Rompiamo il silenzio”. E’ questo il titolo della manifestazione organizzata da Salvatore Borsellino, le Agende Rosse e Scorta Civica Palermo a sostegno del sostituto procuratore di Palermo Antonino Di Matteo, magistrato che indaga sulla trattativa Stato-mafia assieme al procuratore aggiunto Vittorio Teresi e i pm Roberto Tartaglia e Francesco Del Bene, su cui pende la condanna a morte da parte del capo dei capi di Cosa nostra, Totò Riina. L’iniziativa si terrà si terrà a Roma, sabato 14 novembre (vai alla pagina Facebook).

La manifestazione è stata promossa dopo le notizie sul progetto di attentato ancora esistente nei confronti del magistrato. Confermato, lo scorso 25 settembre, dal pentito Francesco Chiarello che, confermando quanto già riferito da altri tre collaboratori di giustizia (Vito Galatolo, Carmelo D’Amico e Stefano Lo Verso) sul progetto di morte, ha rivelato di aver saputo che il tritolo giunto a Palermo (circa duecento chili) sarebbe stato spostato in un luogo sicuro.

Per questo motivo, scrivono i promotori “si è deciso di scendere in piazza per #rompereilsilenzio, far sentire al magistrato la vicinanza di tanti italiani onesti e, soprattutto, chiedere ai vertici dello Stato di non ripetere lo stesso errore del passato, lasciando solo chi è in prima linea per scoprire la verità su quanto avvenuto dal biennio stragista del ’92-’93 in poi”.

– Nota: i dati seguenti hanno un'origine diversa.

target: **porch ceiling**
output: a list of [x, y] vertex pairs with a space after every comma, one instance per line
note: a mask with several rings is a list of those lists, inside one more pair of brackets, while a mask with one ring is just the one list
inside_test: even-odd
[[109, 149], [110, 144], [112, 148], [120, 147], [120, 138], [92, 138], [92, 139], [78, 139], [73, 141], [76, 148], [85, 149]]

Tante le adesioni da parte di intellettuali, giornalisti, artisti, rappresentanti della società civile e rappresentanti delle istituzioni, tra cui don Luigi Ciotti, Gino Strada, Rita Borsellino, Marco Travaglio, Saverio Lodato, Claudio Fava, Michele Santoro e Dario Fo. Durante la manifestazione verrà letta dal palco di Piazza Sant’Apostoli la lettera che il presidente del Senato Pietro Grasso ha consegnato al fratello del giudice ucciso insieme agli agenti della scorta in via d’Amelio. L’appuntamento è alle ore 10 a Largo Ricci (fine Via Cavour) da dove partirà un corteo pacifico che terminerà a Piazza Sant’Apostoli.